Integral of sqrt(25-4x^2) trig substitution integral.

In this classic trig substitution problem, we find the indefinite integral of sqrt(25-4x^2). We plan to exploit the trig identity cos^2(theta)=1-sin^2(theta) because the inside of the square root has the form "constant-variable^2".

We cleverly pick the substitution x=5/2sin(theta), which will cancel the factor of 4 and leave us with a 25 to factor out of the square root. We also have to transform the differential dx=5/2cos(theta)d(theta), and the integral reduces to the integral of cosine squared.

We handle the trigonometric integral cos^2(x) by applying the power reducing identity cos^2(x)=1/2*(1+cos(2x)) and complete the integral by guessing the antiderivative of each term. But we aren't done yet!
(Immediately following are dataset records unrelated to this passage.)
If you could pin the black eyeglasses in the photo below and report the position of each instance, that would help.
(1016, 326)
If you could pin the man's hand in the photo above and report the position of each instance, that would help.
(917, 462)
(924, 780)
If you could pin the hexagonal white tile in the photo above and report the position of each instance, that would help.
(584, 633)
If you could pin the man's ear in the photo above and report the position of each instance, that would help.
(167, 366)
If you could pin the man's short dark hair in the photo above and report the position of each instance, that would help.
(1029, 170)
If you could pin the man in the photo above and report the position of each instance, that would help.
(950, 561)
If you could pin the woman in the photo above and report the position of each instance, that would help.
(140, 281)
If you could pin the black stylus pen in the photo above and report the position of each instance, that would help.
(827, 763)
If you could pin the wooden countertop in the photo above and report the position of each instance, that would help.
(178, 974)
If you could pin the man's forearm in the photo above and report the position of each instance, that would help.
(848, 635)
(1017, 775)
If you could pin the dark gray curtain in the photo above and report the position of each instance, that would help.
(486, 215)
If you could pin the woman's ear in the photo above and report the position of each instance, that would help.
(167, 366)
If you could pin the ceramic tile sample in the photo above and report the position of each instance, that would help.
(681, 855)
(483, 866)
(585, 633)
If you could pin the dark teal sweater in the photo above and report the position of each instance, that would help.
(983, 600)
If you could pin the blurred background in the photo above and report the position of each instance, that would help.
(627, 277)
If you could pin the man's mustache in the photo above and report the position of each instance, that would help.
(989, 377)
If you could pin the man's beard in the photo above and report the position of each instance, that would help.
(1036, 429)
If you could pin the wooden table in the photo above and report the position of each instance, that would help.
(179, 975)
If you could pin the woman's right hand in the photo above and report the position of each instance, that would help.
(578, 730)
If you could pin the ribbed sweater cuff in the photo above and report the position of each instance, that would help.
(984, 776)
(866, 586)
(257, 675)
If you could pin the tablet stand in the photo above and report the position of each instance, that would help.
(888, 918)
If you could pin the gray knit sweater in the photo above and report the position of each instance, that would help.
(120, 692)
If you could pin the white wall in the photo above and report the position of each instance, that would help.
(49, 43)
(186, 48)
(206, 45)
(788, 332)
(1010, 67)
We still have to transform the antiderivative in terms of x, so we go back to the original trig substitution and solve for theta. Subbing in theta = arcsin(2x/5), we are able to express the answer in terms of x, but there's a lingering problem: we have the cosine of twice the inverse sine of 2x/5!

To make progress, we use the identity sin(2theta)=2sin(theta)cos(theta). Now the last remaining problem is to evaluate cos(arcsin(2x/5)), which we do using a geometric construction (we find a trig function of an inverse trig function by using a right triangle).

We clean up a few constants, and we're done with the trig substitution integral!